Pânico 2 surge com a difícil missão de seguir um fenômeno. O primeiro filme renovou o terror adolescente com ironia, inteligência e sustos legítimos — e agora, a continuação tenta equilibrar essas mesmas peças sem cair na armadilha do mais do mesmo. Felizmente, Wes Craven e Kevin Williamson retornam afiados, conscientes de que a sequência precisava fazer jus à fama, mas também brincar com o próprio status de “parte dois”. O resultado é um filme metalinguístico, divertido e mais ambicioso, ainda que um pouco menos impactante.
Dessa vez, a ação sai de Woodsboro e migra para o campus universitário de Windsor College, onde Sidney Prescott tenta reconstruir sua vida. Mas a calmaria não dura. Um novo massacre se inicia justamente durante a estreia de Stab — o filme dentro do filme baseado nos eventos de Pânico. Com isso, Craven já escancara o tom: ele sabe que estamos assistindo a uma continuação, e quer que a gente saiba que ele sabe. A abertura, com Jada Pinkett Smith e Omar Epps, é provocativa, satírica e brutal — e estabelece o clima para o que está por vir.

A trama se apoia em dois pilares fortes: personagens que já conhecemos e gostamos, e a ampliação do debate sobre o gênero de terror. Sidney, Gale, Dewey e Randy voltam não apenas por nostalgia, mas porque há uma continuidade emocional. Sabemos pelo que passaram. Sentimos os traumas. Isso dá ao filme uma densidade incomum para slashers, mesmo que Craven não perca a chance de satirizar os clichês do gênero — inclusive os de sua própria obra.
Com mais mortes e menos sangue explícito, Pânico 2 aposta mais na construção de tensão do que no choque visual. E isso funciona bem. A cena da perseguição de Cece, interpretada por Sarah Michelle Gellar, é um exemplo de como o diretor cria suspense com elegância, mesmo em situações previsíveis. Em vez de vísceras, temos ritmo. Em vez de sustos fáceis, temos atmosfera. O resultado é um terror que assusta e diverte, sem escorregar para o grotesco gratuito.
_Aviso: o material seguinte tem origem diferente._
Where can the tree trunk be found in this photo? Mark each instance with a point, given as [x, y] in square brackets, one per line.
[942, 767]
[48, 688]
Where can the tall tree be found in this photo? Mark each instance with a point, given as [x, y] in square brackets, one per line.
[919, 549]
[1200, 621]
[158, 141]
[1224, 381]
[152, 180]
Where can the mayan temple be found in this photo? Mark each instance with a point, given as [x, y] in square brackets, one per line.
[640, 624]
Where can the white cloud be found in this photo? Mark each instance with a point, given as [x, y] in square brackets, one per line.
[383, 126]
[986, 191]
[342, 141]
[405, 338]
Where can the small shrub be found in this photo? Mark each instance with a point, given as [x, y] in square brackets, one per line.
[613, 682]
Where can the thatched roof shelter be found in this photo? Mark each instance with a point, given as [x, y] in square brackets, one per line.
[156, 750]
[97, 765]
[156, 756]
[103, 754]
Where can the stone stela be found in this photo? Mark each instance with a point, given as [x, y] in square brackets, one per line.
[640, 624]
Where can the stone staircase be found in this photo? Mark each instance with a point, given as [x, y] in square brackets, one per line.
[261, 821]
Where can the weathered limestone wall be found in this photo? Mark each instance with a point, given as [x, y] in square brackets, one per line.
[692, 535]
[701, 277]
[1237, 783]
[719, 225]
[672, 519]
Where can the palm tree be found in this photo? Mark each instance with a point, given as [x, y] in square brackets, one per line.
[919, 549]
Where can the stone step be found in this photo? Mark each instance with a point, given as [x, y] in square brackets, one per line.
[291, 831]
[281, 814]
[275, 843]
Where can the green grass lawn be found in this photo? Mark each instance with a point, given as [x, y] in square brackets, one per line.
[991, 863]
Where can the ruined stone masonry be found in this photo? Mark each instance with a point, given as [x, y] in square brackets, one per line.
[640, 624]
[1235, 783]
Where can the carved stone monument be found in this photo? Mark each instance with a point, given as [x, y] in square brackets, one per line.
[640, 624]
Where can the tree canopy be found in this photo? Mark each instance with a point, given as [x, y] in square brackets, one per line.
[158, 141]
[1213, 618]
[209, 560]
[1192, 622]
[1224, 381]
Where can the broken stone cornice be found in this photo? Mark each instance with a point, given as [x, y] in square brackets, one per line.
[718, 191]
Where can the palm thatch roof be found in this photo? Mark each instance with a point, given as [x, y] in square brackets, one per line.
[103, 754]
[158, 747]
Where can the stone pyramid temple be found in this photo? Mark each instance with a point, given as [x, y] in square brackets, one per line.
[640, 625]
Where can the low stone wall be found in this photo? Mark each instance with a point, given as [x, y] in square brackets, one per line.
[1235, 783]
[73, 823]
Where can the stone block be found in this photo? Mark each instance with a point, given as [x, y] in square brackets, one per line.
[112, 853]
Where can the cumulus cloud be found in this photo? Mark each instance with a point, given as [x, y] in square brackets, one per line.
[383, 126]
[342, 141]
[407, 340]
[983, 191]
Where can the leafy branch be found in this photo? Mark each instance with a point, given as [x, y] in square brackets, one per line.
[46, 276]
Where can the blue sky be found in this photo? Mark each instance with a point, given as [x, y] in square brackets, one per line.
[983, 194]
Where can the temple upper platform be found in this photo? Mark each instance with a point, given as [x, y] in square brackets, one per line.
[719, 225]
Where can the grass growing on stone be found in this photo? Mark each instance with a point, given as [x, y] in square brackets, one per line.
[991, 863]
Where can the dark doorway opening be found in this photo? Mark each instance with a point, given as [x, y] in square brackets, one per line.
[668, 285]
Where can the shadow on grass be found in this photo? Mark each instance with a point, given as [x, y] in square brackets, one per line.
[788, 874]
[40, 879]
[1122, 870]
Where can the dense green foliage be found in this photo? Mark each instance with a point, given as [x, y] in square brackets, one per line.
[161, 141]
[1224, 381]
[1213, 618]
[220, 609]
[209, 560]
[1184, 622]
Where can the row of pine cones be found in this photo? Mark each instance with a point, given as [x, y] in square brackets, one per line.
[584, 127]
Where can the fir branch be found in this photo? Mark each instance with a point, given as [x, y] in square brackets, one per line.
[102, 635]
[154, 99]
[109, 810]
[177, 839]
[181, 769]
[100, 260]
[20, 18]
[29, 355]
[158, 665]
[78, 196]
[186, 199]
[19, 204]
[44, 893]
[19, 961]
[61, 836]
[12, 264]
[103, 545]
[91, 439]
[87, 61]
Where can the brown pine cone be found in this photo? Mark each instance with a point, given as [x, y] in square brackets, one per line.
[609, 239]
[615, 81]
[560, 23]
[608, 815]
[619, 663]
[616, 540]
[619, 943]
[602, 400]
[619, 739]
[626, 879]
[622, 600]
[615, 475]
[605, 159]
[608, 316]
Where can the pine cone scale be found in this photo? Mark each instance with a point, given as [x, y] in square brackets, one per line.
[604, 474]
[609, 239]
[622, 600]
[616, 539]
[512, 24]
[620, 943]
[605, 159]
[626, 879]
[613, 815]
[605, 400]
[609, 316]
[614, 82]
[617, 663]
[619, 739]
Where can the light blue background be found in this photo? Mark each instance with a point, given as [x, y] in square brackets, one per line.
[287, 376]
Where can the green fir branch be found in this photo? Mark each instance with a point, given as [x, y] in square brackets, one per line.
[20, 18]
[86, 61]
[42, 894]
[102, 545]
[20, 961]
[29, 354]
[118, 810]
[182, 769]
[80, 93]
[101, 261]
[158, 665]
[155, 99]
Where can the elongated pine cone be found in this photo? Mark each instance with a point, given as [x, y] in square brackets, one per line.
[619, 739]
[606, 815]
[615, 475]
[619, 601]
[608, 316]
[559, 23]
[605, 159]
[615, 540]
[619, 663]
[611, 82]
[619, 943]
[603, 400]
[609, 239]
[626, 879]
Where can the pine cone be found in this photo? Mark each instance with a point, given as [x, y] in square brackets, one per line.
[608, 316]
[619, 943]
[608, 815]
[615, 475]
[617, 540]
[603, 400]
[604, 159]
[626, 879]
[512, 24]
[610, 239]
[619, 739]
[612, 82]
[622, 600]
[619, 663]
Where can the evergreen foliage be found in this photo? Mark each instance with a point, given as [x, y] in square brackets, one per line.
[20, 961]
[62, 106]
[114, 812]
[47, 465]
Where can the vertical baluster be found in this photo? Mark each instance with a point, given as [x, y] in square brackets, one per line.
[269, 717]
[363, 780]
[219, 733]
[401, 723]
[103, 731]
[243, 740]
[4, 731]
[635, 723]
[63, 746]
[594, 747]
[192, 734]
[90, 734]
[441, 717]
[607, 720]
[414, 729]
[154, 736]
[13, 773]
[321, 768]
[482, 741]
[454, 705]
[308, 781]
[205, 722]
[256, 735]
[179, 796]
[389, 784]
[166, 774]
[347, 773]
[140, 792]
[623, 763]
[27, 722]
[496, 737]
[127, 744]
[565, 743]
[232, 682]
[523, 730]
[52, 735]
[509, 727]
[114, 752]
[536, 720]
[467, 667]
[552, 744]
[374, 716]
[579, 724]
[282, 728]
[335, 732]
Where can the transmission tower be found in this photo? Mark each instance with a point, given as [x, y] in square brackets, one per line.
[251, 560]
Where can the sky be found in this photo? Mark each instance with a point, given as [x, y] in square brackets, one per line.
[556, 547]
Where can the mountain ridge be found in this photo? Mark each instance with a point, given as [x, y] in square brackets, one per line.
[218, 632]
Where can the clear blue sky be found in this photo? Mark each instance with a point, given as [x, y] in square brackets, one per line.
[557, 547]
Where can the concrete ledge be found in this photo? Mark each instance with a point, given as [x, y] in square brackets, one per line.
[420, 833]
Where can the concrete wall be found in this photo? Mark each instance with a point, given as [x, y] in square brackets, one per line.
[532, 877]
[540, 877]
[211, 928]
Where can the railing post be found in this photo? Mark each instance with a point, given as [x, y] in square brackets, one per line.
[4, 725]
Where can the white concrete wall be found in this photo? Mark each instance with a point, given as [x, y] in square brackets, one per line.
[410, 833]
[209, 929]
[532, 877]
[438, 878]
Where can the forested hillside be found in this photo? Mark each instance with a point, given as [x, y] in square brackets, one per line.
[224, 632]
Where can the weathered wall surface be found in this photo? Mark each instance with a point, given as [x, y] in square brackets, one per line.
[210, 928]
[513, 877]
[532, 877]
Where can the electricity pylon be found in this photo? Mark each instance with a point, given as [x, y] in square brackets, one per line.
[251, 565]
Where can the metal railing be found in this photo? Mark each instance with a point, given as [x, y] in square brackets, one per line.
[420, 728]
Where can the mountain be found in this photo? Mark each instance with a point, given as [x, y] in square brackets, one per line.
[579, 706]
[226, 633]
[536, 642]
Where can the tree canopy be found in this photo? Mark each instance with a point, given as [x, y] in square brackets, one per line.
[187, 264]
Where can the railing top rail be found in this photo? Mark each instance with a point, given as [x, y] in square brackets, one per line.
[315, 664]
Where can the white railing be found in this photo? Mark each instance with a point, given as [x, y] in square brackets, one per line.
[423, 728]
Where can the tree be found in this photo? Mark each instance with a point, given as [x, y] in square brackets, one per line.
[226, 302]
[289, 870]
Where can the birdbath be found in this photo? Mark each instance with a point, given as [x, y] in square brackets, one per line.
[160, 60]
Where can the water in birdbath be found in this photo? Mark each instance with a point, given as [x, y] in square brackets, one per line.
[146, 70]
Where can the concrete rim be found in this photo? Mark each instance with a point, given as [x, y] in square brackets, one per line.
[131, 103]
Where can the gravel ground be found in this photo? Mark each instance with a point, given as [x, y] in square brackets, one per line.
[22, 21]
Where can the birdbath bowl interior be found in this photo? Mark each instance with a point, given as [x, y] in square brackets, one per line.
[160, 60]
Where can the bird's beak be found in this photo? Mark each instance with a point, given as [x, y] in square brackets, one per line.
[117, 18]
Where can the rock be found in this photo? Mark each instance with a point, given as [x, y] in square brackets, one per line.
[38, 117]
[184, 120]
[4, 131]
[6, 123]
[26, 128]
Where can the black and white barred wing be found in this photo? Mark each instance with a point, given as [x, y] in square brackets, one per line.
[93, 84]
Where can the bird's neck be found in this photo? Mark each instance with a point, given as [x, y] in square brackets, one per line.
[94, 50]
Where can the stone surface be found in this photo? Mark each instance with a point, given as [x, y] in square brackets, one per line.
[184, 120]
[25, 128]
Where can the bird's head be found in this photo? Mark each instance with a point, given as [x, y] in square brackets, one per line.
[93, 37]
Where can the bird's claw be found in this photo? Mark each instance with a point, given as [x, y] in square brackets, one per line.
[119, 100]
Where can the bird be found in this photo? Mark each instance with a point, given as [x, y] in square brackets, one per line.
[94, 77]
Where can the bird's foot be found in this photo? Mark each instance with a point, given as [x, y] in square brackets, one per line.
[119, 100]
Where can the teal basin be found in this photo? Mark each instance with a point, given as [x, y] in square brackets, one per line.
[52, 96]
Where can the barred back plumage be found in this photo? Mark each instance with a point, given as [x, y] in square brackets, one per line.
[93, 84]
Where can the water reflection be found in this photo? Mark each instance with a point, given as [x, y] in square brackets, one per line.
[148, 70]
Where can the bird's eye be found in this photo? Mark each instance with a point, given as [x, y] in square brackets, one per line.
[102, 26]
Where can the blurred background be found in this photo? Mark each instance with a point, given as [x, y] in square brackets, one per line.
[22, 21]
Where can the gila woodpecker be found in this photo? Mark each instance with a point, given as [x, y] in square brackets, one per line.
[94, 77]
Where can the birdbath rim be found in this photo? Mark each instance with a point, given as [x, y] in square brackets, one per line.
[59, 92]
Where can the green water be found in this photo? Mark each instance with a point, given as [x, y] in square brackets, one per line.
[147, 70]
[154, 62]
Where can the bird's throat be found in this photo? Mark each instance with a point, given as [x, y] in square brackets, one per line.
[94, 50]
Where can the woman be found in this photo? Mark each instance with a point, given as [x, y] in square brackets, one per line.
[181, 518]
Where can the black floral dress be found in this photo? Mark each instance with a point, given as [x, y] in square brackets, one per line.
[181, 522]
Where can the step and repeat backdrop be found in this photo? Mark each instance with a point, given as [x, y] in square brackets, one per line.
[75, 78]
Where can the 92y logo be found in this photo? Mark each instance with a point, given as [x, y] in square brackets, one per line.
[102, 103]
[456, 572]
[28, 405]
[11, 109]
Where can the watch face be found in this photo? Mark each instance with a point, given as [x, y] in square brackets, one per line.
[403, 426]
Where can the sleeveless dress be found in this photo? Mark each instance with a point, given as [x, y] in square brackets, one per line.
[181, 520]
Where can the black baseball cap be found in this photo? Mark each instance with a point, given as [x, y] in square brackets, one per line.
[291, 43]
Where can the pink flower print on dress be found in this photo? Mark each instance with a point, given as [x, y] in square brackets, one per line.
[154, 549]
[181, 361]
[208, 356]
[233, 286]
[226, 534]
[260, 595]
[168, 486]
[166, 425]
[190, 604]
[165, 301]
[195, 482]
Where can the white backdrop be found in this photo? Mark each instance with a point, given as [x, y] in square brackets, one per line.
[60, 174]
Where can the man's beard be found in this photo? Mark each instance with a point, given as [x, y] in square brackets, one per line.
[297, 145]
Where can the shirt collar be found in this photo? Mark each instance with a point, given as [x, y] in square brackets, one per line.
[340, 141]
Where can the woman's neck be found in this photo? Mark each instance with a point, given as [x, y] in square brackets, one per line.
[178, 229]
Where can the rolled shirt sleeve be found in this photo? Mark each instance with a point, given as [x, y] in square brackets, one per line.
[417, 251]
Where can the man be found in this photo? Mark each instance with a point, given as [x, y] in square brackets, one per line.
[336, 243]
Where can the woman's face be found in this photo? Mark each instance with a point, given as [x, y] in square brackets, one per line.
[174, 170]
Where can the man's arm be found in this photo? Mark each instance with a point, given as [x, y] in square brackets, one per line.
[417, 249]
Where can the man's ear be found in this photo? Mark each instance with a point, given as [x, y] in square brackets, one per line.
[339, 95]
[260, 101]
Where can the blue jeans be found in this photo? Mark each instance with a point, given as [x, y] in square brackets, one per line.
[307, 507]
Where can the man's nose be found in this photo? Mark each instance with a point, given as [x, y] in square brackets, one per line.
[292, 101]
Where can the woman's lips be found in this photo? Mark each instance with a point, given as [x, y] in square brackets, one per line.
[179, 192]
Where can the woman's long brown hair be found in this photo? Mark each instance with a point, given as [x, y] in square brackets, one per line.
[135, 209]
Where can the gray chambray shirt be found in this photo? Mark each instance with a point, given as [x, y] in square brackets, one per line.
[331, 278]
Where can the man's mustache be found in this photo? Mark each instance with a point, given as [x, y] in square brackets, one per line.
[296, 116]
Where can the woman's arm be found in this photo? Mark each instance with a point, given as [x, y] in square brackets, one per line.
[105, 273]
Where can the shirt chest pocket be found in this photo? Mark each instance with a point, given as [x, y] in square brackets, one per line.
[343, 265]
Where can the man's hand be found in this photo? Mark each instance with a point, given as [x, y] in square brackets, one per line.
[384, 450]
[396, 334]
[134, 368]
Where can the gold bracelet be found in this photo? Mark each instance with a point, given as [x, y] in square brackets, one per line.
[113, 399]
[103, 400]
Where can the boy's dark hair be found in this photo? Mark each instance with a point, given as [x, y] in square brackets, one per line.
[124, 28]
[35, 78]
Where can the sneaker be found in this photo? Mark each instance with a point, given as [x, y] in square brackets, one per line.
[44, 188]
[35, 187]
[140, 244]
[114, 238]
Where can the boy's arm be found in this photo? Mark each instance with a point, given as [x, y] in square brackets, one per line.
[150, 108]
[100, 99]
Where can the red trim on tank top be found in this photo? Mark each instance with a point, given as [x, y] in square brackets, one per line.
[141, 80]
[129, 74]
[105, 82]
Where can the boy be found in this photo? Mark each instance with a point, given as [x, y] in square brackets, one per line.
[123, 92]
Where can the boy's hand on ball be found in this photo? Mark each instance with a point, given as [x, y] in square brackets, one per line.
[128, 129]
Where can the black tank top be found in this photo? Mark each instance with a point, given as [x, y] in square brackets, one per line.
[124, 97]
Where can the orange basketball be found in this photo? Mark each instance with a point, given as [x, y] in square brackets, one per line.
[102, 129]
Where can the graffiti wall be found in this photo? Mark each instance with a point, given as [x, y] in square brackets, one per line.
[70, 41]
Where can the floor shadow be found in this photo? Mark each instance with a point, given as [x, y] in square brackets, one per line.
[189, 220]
O humor também marca presença — e em bons momentos. As cenas de Stab, por exemplo, são um destaque à parte. Ver Heather Graham e Tori Spelling interpretando versões fictícias dos personagens é uma piscadela deliciosa ao público, algo que remete ao espírito de filmes como Matinee de Joe Dante. E mesmo que vejamos pouco do “filme dentro do filme”, a metalinguagem se espalha por todo o longa, com diálogos afiados e autocríticos.

O elenco novo é volumoso e composto por rostos marcantes dos anos 1990, o que contribui para o tom pop do filme. Há espaço para muitos corpos bonitos e falas espirituosas, mas o roteiro não trata todos como descartáveis. Ainda assim, à medida que as mortes se acumulam, cresce também a sensação de que a proposta pode estar perto do esgotamento. O desfecho tenta evitar o óbvio, mas já antecipa que uma terceira parte precisaria de um novo fôlego — algo além da repetição estilizada.
Pânico 2 é uma continuação que entende o que precisa fazer. Ela amplia o universo, respeita os personagens e mantém o senso de humor afiado. Mesmo que não seja tão afiada quanto o original, a sequência se sustenta por méritos próprios. Wes Craven e Kevin Williamson entregam um filme que ainda tem muito a dizer sobre o cinema de horror — e sobre o público que assiste a ele. Se o grito não é tão fresco, ao menos ainda ecoa com estilo.